Les articles sur l’intégration, sur la diversité ou sur la « discrimination » sont souvent illustrés par des photographies de femmes portant le voile islamiste. Cette iconographie renforce le discours des fondamentalistes, qui œuvrent à établir une image unique de la femme musulmane  : chaste, soumise à Dieu, fidèle à « son » identité unifiée, voilée  ; les musulmanes laïques sont ainsi rendues invisibles pour la société, mais aussi pour les femmes de la communauté, alors qu’elles pourraient bien servir d’exemple.

Le travail de prévention consiste aussi à mettre en place des programmes d’éducation parentale. Lors de mes interventions, j’insiste sur la nécessité d’intensifier le soutien, l’implication et la responsabilisation des parents. Les doctrines patriarcales rétrogrades transmises par de nombreux imams et télé-islamistes doivent être combattues par des « contre-offres » attrayantes et qu’il serait à mon avis nécessaire de rendre obligatoires. Par le passé, cette stratégie a mené la société allemande à se défaire de l’éducation patriarcale chrétienne et à embrasser les valeurs humanistes. Cela ne serait-il pas aussi une bonne voie pour les enfants musulmans ?

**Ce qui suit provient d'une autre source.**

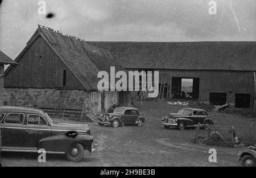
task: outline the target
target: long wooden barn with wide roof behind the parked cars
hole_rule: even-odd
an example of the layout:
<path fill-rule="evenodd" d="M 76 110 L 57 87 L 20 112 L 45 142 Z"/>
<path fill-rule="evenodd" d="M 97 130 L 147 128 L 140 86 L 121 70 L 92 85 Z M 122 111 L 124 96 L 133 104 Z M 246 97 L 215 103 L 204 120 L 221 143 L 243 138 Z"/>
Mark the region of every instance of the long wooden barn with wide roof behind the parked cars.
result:
<path fill-rule="evenodd" d="M 256 42 L 88 43 L 108 49 L 127 70 L 160 71 L 160 97 L 255 103 Z"/>

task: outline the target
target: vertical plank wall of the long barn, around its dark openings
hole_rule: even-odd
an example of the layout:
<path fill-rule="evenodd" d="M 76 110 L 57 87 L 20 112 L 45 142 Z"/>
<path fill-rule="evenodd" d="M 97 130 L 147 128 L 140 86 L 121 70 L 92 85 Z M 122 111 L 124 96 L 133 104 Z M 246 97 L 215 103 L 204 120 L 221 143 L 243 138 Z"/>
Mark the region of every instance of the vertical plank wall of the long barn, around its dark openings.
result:
<path fill-rule="evenodd" d="M 134 71 L 135 69 L 127 69 Z M 156 69 L 159 71 L 159 82 L 162 75 L 167 76 L 167 83 L 170 85 L 168 96 L 171 97 L 172 77 L 200 78 L 199 101 L 209 101 L 210 92 L 227 94 L 227 102 L 235 101 L 236 93 L 249 93 L 254 97 L 254 76 L 253 72 L 243 71 L 196 71 L 177 69 Z"/>

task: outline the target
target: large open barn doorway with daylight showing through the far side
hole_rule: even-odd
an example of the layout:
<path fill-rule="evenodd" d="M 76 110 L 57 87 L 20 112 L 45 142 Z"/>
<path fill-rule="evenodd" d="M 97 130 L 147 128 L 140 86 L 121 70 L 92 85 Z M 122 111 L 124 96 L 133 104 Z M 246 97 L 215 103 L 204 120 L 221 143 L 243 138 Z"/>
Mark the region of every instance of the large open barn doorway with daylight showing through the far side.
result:
<path fill-rule="evenodd" d="M 172 77 L 175 98 L 199 98 L 199 78 Z"/>

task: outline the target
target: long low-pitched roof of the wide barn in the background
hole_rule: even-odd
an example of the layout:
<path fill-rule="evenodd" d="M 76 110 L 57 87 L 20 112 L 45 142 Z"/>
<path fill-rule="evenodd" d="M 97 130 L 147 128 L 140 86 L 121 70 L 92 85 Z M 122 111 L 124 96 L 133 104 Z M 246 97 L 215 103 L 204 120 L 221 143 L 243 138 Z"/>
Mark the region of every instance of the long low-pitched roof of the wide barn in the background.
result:
<path fill-rule="evenodd" d="M 256 71 L 256 42 L 88 42 L 125 68 Z"/>

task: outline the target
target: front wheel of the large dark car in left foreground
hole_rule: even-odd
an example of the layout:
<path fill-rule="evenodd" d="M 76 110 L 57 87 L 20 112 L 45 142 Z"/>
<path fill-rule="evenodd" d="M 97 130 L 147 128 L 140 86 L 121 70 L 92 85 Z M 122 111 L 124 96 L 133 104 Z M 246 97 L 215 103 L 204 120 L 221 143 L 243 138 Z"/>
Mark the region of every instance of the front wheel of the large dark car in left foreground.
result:
<path fill-rule="evenodd" d="M 84 156 L 84 147 L 80 143 L 71 144 L 65 156 L 69 161 L 79 162 Z"/>

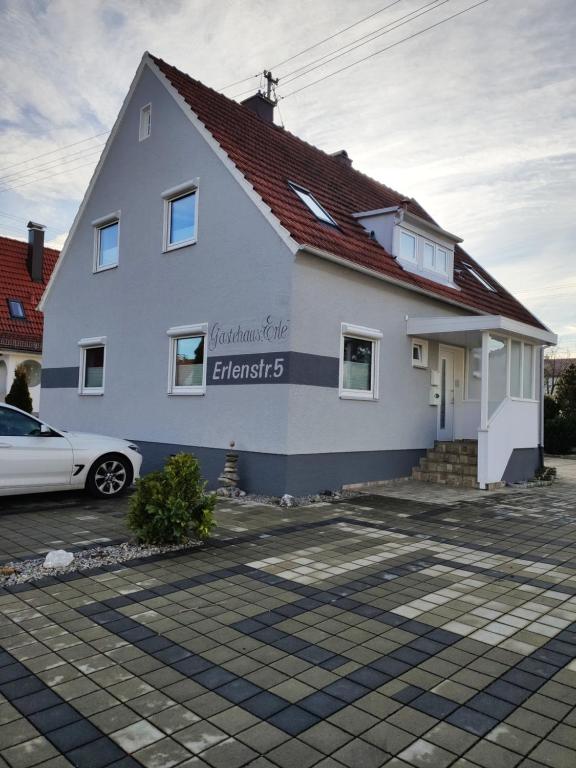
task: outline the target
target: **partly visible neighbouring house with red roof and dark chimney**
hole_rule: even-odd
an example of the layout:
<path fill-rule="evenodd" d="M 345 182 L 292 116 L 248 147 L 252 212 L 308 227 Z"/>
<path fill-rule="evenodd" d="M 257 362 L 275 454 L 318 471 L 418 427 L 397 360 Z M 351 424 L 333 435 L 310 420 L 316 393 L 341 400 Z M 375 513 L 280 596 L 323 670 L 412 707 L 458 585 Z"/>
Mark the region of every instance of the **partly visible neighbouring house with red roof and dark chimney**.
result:
<path fill-rule="evenodd" d="M 29 241 L 0 236 L 0 401 L 21 363 L 35 412 L 40 404 L 42 313 L 37 310 L 59 251 L 44 247 L 44 227 L 28 223 Z"/>

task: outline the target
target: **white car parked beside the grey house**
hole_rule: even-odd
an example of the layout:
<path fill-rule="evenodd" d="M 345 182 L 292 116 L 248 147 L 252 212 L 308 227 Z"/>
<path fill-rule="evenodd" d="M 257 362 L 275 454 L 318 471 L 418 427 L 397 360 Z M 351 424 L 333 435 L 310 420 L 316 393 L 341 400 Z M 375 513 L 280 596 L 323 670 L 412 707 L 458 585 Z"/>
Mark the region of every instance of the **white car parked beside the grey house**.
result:
<path fill-rule="evenodd" d="M 0 404 L 0 496 L 86 488 L 112 498 L 139 477 L 141 464 L 128 440 L 54 429 Z"/>

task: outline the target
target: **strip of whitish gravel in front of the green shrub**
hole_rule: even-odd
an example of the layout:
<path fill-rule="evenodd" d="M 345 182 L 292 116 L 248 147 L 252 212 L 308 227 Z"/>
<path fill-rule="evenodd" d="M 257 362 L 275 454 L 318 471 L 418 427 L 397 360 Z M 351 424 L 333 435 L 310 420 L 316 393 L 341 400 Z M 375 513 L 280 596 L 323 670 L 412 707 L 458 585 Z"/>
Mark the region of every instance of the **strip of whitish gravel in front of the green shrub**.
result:
<path fill-rule="evenodd" d="M 183 544 L 172 544 L 169 546 L 154 546 L 133 544 L 125 542 L 123 544 L 113 544 L 110 546 L 92 547 L 83 549 L 74 553 L 74 560 L 65 568 L 44 568 L 44 559 L 46 555 L 31 560 L 14 560 L 9 563 L 3 563 L 0 566 L 0 587 L 10 587 L 16 584 L 25 584 L 31 581 L 43 579 L 46 576 L 61 576 L 66 573 L 76 573 L 78 571 L 89 571 L 92 568 L 100 568 L 103 565 L 120 565 L 128 560 L 135 560 L 141 557 L 151 557 L 152 555 L 162 554 L 163 552 L 176 552 L 180 549 L 196 547 L 201 542 L 196 539 L 188 539 Z M 47 554 L 47 553 L 46 553 Z M 14 570 L 14 573 L 6 571 Z"/>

L’égalité des sexes, une voie de libération

Rendre le concept de l’égalité des sexes acceptable aussi pour les frères et les pères est un défi politique et sociétal. Une réflexion courageuse est nécessaire pour une remise en question des paradigmes patriarcaux inculqués depuis l’enfance. Beaucoup d’hommes attendent cette aide. J’ai collaboré à un programme de prévention contre la radicalisation islamiste. Nous proposions des ateliers dans des prisons. Nombre de jeunes détenus, qui lors de notre première rencontre ne m’avaient pas accordé un seul regard ni une seule parole, ont fini par m’avouer à la fin de la deuxième réunion  : « Si on m’avait expliqué cela plus tôt, je ne serais pas ici aujourd’hui ! »

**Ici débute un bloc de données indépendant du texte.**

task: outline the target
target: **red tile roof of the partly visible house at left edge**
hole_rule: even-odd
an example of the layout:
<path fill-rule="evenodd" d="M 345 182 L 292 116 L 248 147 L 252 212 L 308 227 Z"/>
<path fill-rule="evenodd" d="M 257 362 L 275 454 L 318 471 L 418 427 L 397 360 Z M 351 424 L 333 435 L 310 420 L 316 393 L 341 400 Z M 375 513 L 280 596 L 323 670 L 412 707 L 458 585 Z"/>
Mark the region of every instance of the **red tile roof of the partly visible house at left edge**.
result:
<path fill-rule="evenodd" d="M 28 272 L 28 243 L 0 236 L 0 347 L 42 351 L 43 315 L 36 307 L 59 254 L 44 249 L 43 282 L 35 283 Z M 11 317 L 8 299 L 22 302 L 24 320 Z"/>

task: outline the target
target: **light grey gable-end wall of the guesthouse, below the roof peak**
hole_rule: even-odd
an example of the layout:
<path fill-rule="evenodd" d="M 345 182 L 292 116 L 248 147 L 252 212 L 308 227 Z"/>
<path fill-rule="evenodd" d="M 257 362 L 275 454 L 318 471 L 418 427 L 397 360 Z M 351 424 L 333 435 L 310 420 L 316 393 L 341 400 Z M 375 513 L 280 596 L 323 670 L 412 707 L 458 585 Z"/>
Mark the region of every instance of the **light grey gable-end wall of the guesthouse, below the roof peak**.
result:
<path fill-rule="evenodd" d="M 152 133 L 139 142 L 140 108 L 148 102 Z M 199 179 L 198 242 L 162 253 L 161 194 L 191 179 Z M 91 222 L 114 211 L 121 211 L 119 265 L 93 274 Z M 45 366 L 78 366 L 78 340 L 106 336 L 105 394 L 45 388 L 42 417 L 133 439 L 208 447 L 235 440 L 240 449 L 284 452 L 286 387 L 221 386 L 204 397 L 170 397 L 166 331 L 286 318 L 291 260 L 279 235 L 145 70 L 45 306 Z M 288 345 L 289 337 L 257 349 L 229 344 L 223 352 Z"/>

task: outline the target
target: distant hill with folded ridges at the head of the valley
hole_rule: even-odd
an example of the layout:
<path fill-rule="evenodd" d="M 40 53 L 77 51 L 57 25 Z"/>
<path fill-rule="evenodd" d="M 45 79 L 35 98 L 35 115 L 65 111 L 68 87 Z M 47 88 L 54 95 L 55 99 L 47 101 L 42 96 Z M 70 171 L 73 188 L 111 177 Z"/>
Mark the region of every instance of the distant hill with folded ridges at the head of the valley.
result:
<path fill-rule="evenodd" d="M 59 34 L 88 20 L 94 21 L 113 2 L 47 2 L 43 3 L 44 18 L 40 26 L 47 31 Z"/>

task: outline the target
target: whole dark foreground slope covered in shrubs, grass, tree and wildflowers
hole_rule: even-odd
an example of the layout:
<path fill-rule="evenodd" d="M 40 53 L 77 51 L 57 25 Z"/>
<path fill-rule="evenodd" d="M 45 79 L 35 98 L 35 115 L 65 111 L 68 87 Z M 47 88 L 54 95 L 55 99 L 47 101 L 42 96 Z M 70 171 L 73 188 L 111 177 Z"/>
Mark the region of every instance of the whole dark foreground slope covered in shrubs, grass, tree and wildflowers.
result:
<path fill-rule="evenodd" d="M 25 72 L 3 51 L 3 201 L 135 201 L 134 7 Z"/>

Réfugiés, immigrés ou nés en Allemagne, de confession ou de culture musulmane, les femmes et les hommes dans leur grande majorité aspirent à une vie plus libre, j’en suis convaincue. Certains arrivent dans ce pays avec les prérequis pour vivre dans une société moderne, égalitaire et laïque. D’autres ont besoin d’être éclairés et accompagnés sur ce chemin de libération. Nous n’avons pas le droit, sur la base de prétendues convictions relativistes culturelles, de refuser de le faire. Car cela reviendrait à pérenniser les différentes formes de discriminations qui existent déjà.

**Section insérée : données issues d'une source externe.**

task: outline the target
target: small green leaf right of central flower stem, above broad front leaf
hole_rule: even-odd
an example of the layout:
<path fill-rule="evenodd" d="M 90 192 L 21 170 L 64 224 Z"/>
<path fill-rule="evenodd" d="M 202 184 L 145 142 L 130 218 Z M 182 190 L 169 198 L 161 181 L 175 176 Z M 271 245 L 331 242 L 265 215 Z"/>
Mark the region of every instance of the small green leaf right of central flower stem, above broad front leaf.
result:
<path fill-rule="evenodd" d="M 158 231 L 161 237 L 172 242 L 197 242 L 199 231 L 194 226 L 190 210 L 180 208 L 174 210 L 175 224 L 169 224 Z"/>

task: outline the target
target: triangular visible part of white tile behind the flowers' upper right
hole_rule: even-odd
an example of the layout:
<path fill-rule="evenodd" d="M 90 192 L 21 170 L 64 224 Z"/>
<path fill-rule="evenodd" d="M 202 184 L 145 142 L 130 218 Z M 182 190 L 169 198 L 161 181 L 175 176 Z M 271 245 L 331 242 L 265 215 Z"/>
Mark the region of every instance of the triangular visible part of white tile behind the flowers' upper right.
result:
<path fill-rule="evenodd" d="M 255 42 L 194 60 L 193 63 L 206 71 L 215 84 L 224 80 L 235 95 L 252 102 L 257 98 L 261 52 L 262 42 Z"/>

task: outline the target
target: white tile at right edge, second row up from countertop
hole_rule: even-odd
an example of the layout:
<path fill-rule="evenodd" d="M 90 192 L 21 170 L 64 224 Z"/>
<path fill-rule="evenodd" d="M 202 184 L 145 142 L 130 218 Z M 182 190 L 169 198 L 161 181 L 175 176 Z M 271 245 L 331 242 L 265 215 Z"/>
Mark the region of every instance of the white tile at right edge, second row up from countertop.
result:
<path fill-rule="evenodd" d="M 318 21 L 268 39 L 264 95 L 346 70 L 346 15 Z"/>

En raison de ces revendications d’une politique d’intégration plus saine et plus courageuse, beaucoup de féministes universalistes et moi-même sommes souvent accusées de faire le jeu des mouvements xénophobes populistes. Mais cela ne nous intimide pas. Lorsque nous sommes arrivées en Allemagne, nous avions le rêve de pouvoir enfin mener une vie libérée de l’emprise islamiste et de sa misogynie. Et pourtant, ces fléaux nous ont rattrapées. Aujourd’hui, il ne s’agit pas de leur échapper à nouveau, mais de préserver les acquis les plus importants du siècle des Lumières et du début de notre époque moderne afin que la génération future ait une meilleure vie que la nôtre et puisse s’épanouir dans une société respectueuse du droit et de l’égalité.


1 Culture d’accueil.
2 Loi confirmant la neutralité du Land de Berlin à l’école, dans la justice et dans la police et donc interdisant aux fonctionnaires le port de signes religieux, idéologiques ou politiques.